Paul Gaskin first made a name with his epnoymous band back in the golden days of the NWOBHM (New Wave Of British Heavy Metal) movement shining brightly with the influential single 'I'm No Fool' and with the albums 'End Of The World' from 81 and a year later with 'No Way Out'.
Whilst some from that time went onto glory, Gaskin like so many others had to disband and give up the dream of rock 'n roll stardom and get themselves a day job to bring home the dough for the dinner table.
Almost two decades later at the turn of the Millenium Gaskin, along with some new members. returned with 'Stand Or Fall' and whilst some took notice the world still wasn't ready for a NWOBHM re-emergence. Now some thirty years after we headbanged away to the classic 'I'm No Fool' Gaskin are back with album number four that will not only please the die hards but also the growing scene of young rock fans who weren't even born when 'Ace Of Spades' was riding high, and who through the wonders of the internet are rediscovering many bands who like to keep the Metal pure and simple.
Article continues below...
The album cover has the best demonic artwork I've seen in a very long time, however the music inside is more akin to the melodic approach that many heavy rock bands headed towards to gain a greater appeal. 'Damnation' is the heaviest number on the album with some hammer and chisel drumming from David John Norman who also produced this album in very much the same DIY ethic that was used in the post punk days of the NWOBHM.
'Man's World' has a similar riff to Dio's 'Rock 'N Roll Children' and it's the sound of that Dio song that best sums up this album in that it has the heaviness in the riffs but the melodic choruses of Metal back in the eighties when heavy rock bands began changing their sound to hopefully get on the radio or MTV although it was only the Americans with their high productions costs who could only carry it off to great effect whilst the British were left behind only being fondly remembered by their loyal followers.
Those who still hark for those days and that sound, like myself, will find plenty to enjoy on this album.
The song 'Man's World' also features guest saxophonist Nik Turner, formerly of Hawkwind and now fronting his very fine Space Ritual.

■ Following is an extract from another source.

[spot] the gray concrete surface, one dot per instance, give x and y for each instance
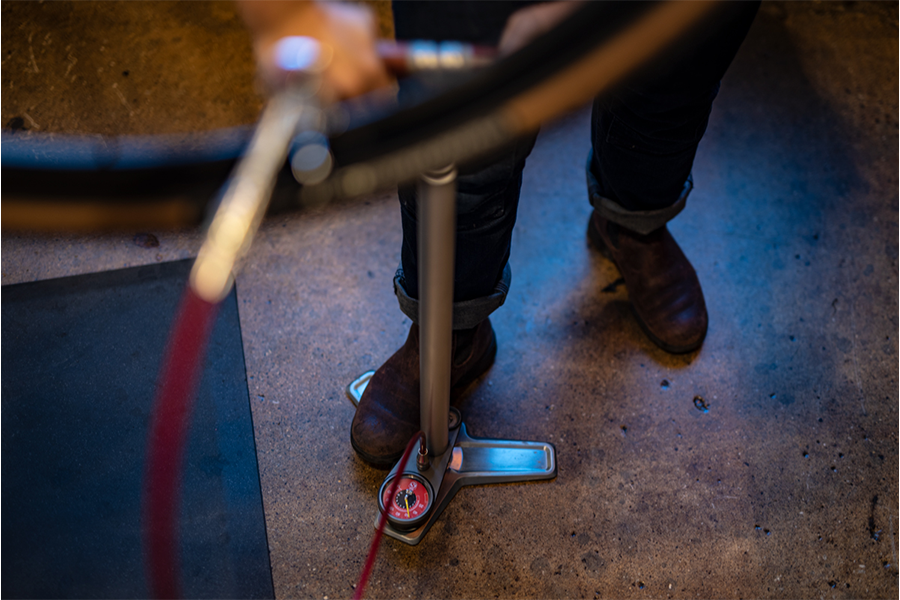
(785, 488)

'The Contract' is an epic building number with some Stargazing keyboards that will please all lovers of Rainbow. 'Heart Like Thunder' and 'Bedlam' are those tracks with the chest beating choruses but the best is saved to last with the biographical title track 'Edge Of Madness' where Paul Gaskin tells the dark psychotic story of finding your inner self after drowning your mind in booze and despair.